Fassungslosigkeit. Entsetzen

■ Nach den Anschlägen in den USA: Wahlkampf wurde erst einmal abgesagt. US-Konsulat wurde abgesperrt. Alle sind geschockt – bis auf die Neonazis

Bestürzung, Entsetzen, Trauer, Besorgnis, Schock – Hamburg hält nach den Anschlägen in den USA inne. Alle Wahlkampfveranstaltungen sind zunächst gestoppt, die Sicherheitsvorkehrungen für amerikanische und jüdische Einrichtungen verschärft, alle öffentlichen Gebäude sind trauerbeflaggt. Kurzzeitig wurde unter dem Eindruck der Meldungen aus New York bei den Parteien sogar an eine Verschiebung der Bürgerschaftswahl gedacht. Während die Politiker aller maßgeblichen Parteien ihrer Erschütterung über die Ereignisse Ausdruck verliehen, herrschte in der Innenbehörde gestern erhöhte Alarmbereitschaft. Die Polizei wurde darauf vorbereitet, „umgehend auf neue Gefährdungslagen zu reagieren“. Die blieben allerdings aus. In Hamburg blieb es ruhig.

„Ich stehe fassungslos vor den Tatsachen dieser Bluttaten“, fasste Bürgermeister Ortwin Runde das in Worte, was gestern quer durch alle zur Bürgerschaft antretenden Parteien geäußert wurde. Wie Runde appellierte auch Regenbogen-Spitzenkandidatin Heike Sudmann da-ran, jetzt die Ruhe zu bewahren.
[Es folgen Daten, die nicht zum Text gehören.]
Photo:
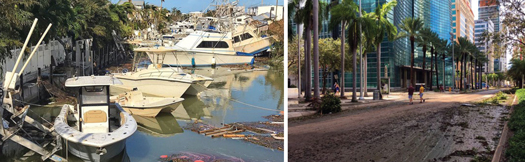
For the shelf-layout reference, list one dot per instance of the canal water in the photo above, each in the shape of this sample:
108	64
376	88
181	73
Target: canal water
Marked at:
234	96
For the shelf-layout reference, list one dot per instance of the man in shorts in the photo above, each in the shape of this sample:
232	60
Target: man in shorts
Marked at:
410	93
421	90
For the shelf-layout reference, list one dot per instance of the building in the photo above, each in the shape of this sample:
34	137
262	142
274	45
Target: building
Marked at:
463	19
484	45
139	4
258	10
489	9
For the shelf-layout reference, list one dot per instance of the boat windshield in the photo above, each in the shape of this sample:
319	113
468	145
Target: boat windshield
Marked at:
94	95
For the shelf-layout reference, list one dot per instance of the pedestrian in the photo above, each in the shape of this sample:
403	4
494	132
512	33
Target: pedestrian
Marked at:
421	90
410	93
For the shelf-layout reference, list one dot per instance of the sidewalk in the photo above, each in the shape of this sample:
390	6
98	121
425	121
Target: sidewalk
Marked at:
297	109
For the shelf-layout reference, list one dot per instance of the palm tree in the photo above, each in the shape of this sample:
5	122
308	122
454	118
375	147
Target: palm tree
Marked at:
425	40
383	27
410	28
305	16
347	12
465	48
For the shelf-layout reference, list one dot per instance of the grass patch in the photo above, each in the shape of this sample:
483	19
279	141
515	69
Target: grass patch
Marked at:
515	151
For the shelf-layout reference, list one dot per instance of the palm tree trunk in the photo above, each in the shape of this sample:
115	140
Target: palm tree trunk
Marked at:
379	70
432	67
354	74
308	71
412	79
342	85
316	48
365	62
424	63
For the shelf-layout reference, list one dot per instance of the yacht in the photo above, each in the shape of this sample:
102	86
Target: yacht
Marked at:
99	129
156	80
205	48
247	42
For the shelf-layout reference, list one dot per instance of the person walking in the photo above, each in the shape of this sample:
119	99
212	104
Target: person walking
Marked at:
336	87
410	93
421	90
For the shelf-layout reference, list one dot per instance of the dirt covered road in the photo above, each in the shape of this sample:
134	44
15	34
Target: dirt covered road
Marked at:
438	130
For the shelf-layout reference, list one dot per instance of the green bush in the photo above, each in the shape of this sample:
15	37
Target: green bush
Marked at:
515	152
330	104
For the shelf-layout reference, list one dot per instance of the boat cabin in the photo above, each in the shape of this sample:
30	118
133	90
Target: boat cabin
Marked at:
93	107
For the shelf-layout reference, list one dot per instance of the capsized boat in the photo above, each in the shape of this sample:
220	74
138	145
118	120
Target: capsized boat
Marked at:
135	103
100	129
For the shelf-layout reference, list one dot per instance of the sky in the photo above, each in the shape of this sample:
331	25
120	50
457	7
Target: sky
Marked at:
186	6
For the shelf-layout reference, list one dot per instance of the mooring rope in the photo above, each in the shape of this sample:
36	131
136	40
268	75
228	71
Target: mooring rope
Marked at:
254	105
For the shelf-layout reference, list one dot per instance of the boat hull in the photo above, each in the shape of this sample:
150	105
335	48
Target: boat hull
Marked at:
205	59
149	112
154	87
89	153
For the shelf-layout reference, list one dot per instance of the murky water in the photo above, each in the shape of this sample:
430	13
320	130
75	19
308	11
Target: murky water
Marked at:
234	96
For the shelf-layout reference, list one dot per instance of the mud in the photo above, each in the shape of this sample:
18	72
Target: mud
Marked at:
438	130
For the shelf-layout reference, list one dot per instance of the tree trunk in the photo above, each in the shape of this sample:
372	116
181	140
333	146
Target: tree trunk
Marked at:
379	70
342	77
412	79
299	85
325	74
424	63
308	79
432	68
462	71
354	74
437	72
316	48
365	66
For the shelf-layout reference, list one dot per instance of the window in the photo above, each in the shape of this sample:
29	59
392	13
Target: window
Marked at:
213	44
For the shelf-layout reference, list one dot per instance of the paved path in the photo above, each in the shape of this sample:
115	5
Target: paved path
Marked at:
351	135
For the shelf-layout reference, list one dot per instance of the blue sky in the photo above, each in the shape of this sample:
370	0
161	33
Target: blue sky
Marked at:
198	5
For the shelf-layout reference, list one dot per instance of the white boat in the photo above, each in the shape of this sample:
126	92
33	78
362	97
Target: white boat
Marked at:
135	103
202	48
100	129
247	43
161	81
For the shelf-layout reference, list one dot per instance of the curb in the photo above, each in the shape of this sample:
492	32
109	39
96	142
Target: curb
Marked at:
504	137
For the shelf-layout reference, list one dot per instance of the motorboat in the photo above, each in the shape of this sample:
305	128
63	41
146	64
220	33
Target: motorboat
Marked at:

Für CDU-Bürgermeisterkandidat Ole von Beust „relativieren solche Bilder die Probleme, mit denen wir uns täglich befassen“.

Hamburgs Oberbranddirektor Dieter Farrenkopf wollte sich ein solches Szenario wie in New York für Hamburg gar nicht erst vorstellen: „Da wäre jede Feuerwehr im Anfangsstadium überfordert.“ Im Ernstfall könnten Feuerwehr und freiwillige HelferInnen knapp 5000 RetterInnen in der Hansestadt mobilisieren, schätzt Hamburgs oberster Brandschützer. Farrenkopf forderte in diesem Zusammenhang einen „flächendeckenden Katastrophenschutz“, gerade dort sei in der Vergangenheit jedoch stark gespart worden.

Auf Anordnung der Innenbehörde wurden Einrichtungen wie das US-Konsulat am Alsterufer gestern weiträumig abgesperrt. Der Flugbetrieb in Fuhlsbüttel lief gestern dagegen weitgehend unbeeinträchtigt. Hamburg hat seit 1999 keine direkte Flugverbindung in die USA. Ob irgendwelche Maschinen von anderen Flughäfen nach Fuhlsbüttel umgeleitet werden, konnte man gestern am frühen Abend noch nicht sagen. Ab heute um 10 Uhr liegen Kondolenzlisten in der Diele des Rathauses aus, in die sich die HamburgerInnen eintragen können.

„Es ist eine Tragödie“, sagte Mustafa Yoldaz für die Schura, dem Rat der Islamischen Gemeinschaften in Hamburg, als Reaktion auf die Anschläge. Die Schura hatte gestern abend eigentlich vor, die Parteien zur Bürgerschaftswahl zu ihren Wahlprüfsteinen zu befragen. Doch was ein langer Abend werden sollte, wurde nach den Nachrichten über die Attentate nur ein kurzer Meinungsaustausch. Yoldaz kommentierte: „Wir verurteilen jedes Unrecht, egal, von wem es kommt und gegen wen es sich richtet.“

Abscheu und Erschütterung überall – nur die Neonazis zeigen klammheimliche bis offene Freude. Der Chef der schleswig-holsteinischen NPD, Jürgen Gerg, ließ mitteilen, jetzt sei „Schluss mit der amerikanischen Selbstherrlichkeit und dem One-World-Imperialismus“. Die US-Bevölkerung lerne nun auch „Leid und Not eines Krieges“ kennen, wie Deutschland „durch den anglo-amerikanischen Luft- und Bombenkrieg“.